16.7.13

fortieth.













I don't know if this ever happens to the hypothetical you but once in a while when I'm not doing incredibly useless shit, I try to use The Internets to research something semi-valid. In this case it was something from my childhood that was so out of focus in the eye of my memory that I had almost no actual data to start piecing together. And at the same time I knew that whatever it was my mind was trying to remember was of some kind of semi-profound formative influence.

So in this particular case it was a book, a book I literally hadn't given one single thought to for years and years, and I have no idea what got me started thinking about it. But once it oozed into my mind, I started trying to remember more details about it, and once I did I could almost physically re-feel the unease and building dread I experienced reading it in bed, at night (stupidly): dread verging on outright childish horror. I can't imagine how old I was, somewhere between five and ten I guess, but I know that for me this book was the primary source of those "don't go into the basement" feelings that almost everyone with a basement seems to have (I have no idea what room kids without basements are afraid of).

OK here's so the Google montage (various quickly-cut and exciting camera angles of me alternately typing furiously or staring off into space thinking, then cutting to letters appearing in the Search box and then "Access Denied" kind of uninformative results): the first very gauzy re-reremberance I had was of some vague but horrific black liquid; a terrifying door; a grave or graves; and something about the word Omega. Then I pretty quickly remembered that the main character was a boy named Lewis. This is not enough information to find anything. Next some sort of impulse/vision of a kind woman with a refined name, and the fact that Lewis was nearsighted (and of course his glasses would habitually fall off at the scariest possible moment so that he had to cower in blind terror while he waited for the tentacles of impending horribleness to reach him).

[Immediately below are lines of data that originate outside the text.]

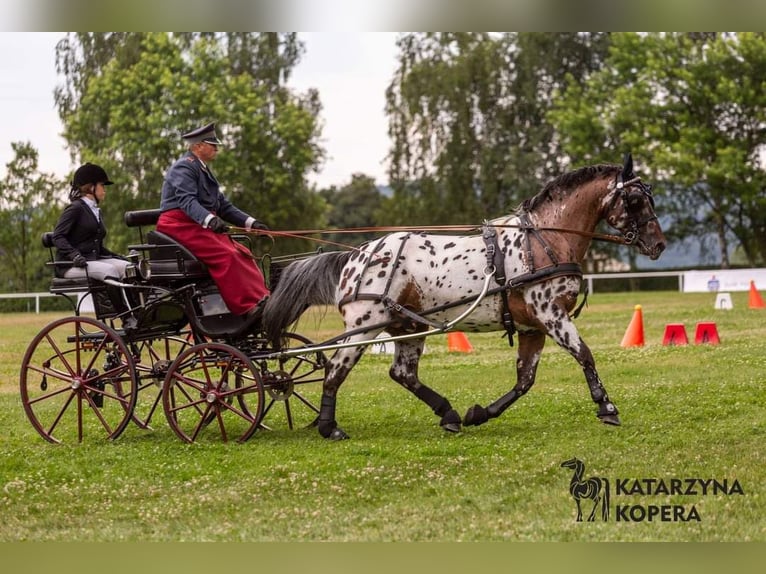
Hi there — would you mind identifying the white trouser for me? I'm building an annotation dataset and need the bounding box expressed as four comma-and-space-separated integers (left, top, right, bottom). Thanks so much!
63, 257, 130, 282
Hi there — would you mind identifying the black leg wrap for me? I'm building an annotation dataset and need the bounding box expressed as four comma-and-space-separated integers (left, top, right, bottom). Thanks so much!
318, 394, 349, 439
584, 365, 606, 402
584, 364, 621, 425
465, 387, 525, 427
463, 404, 489, 427
414, 385, 452, 418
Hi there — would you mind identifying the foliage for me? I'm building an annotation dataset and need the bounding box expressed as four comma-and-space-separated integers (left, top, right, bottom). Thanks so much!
54, 32, 325, 256
385, 33, 611, 226
0, 143, 62, 293
1, 290, 764, 541
549, 32, 766, 267
318, 173, 385, 248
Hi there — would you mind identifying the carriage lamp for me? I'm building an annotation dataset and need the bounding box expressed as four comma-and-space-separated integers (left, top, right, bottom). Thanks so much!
127, 250, 151, 280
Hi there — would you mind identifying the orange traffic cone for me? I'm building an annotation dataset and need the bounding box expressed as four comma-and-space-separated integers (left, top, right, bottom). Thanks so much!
748, 280, 765, 309
447, 332, 474, 353
620, 305, 645, 348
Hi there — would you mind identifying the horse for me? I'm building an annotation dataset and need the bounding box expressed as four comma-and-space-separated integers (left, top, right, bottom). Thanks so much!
560, 458, 610, 521
261, 154, 666, 440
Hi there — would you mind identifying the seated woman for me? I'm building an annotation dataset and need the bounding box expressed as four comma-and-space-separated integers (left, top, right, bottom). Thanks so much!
53, 163, 130, 317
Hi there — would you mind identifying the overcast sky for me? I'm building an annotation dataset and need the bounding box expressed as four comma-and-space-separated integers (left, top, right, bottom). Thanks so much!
0, 32, 399, 189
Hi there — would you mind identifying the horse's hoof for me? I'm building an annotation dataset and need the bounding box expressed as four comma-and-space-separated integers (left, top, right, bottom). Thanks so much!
327, 427, 350, 441
599, 414, 621, 426
463, 404, 489, 427
440, 409, 462, 433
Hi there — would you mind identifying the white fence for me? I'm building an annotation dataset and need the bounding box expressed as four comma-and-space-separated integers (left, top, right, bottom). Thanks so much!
0, 292, 59, 314
2, 268, 764, 313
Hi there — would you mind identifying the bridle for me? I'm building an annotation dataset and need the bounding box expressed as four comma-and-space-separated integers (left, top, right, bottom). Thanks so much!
607, 174, 658, 246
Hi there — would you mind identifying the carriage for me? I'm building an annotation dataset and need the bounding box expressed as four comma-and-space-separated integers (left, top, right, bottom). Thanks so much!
20, 208, 327, 444
19, 154, 667, 444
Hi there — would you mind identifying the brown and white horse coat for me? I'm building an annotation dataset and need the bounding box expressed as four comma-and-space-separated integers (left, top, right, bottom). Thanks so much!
262, 156, 666, 439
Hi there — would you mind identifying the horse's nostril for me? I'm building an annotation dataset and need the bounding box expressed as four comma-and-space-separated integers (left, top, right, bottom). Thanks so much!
657, 242, 666, 253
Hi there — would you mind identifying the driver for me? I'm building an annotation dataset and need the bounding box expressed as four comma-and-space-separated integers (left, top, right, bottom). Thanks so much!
157, 122, 270, 330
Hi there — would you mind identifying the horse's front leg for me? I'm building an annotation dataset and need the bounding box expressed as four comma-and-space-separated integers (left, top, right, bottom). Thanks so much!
317, 342, 368, 441
543, 302, 620, 425
464, 329, 546, 426
389, 338, 462, 433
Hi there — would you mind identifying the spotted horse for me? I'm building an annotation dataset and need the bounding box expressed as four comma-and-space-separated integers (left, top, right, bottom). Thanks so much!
262, 154, 666, 440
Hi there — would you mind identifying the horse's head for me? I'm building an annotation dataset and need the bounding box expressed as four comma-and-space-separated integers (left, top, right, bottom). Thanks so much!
603, 154, 666, 260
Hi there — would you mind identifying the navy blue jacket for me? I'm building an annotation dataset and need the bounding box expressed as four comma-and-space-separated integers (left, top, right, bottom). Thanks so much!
160, 151, 249, 226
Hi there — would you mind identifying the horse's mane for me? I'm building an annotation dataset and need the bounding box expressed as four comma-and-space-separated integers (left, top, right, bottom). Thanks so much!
520, 163, 621, 213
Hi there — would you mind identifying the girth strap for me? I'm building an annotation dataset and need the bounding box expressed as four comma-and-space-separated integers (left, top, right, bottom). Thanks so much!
482, 223, 516, 346
507, 262, 583, 289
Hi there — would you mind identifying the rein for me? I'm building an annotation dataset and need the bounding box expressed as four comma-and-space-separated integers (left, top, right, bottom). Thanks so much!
230, 222, 630, 248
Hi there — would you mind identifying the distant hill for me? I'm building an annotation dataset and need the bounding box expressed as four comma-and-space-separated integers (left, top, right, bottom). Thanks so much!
637, 235, 728, 270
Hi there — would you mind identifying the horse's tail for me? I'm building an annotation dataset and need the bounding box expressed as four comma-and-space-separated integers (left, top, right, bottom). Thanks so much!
262, 250, 352, 343
601, 477, 610, 521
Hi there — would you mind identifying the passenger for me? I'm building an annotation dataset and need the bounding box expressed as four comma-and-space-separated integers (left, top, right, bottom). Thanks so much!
52, 163, 131, 318
157, 122, 270, 329
53, 163, 129, 282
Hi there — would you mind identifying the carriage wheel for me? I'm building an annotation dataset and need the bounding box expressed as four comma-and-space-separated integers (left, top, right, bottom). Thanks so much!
20, 316, 138, 444
162, 342, 264, 443
129, 332, 195, 430
253, 333, 326, 430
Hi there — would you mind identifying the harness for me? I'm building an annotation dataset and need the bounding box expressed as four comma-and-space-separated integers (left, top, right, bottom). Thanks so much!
334, 168, 662, 344
335, 221, 588, 347
481, 220, 585, 346
607, 175, 657, 246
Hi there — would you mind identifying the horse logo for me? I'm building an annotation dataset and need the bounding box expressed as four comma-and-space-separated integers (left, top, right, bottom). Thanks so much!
560, 458, 610, 522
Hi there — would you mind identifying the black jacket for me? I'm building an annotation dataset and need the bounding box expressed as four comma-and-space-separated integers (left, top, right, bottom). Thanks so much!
52, 199, 121, 277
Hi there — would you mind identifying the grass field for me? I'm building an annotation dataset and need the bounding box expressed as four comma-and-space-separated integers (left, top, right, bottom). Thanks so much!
0, 290, 764, 542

This was all like weeks ago and after let's call it "several" fruitless Googles and some serious mental time trying to crystallize more detail, I forgot about it until about 20 minutes ago. I then tried my same old Lewis black Omega horror query but shortly thereafter somehow suddenly remembered that Lewis had a weight problem, for some reason the word "chubby" came into my mind, and finally the magic query: young chubby nearsighted lewis miss omega horror grave door revealed that in 1973, forty years ago, a man named John Belllairs started a series of books that introduced a character named Lewis Barnavelt, and for fuck's sake the book that made me forever apprehensive about basements was called The House With A Clock In Its Walls, a pretty good title for a scary book, amazingly enough with pretty ominous artwork by longtime fave Edward Gorey, such a great surprise (we decided long ago that Mara is The Doubtful Guest).

Here's a lovely Onion AV Club article about the book, comparing House to another Gorey favorite, The Gashlycrumb Tinies, and confirming that I was neither alone in my youthful terror nor in my current half-remembered curiosity. It's interesting to me that this style of horror—slow-building, implied, atmospheric unease—is still absolutely one of my favorite things. As is Edward Gorey. Maybe my mother can remember approximately what year I was allowed to torture myself with this, but my point is: hey look, a totally satisfying use of the Google Wire.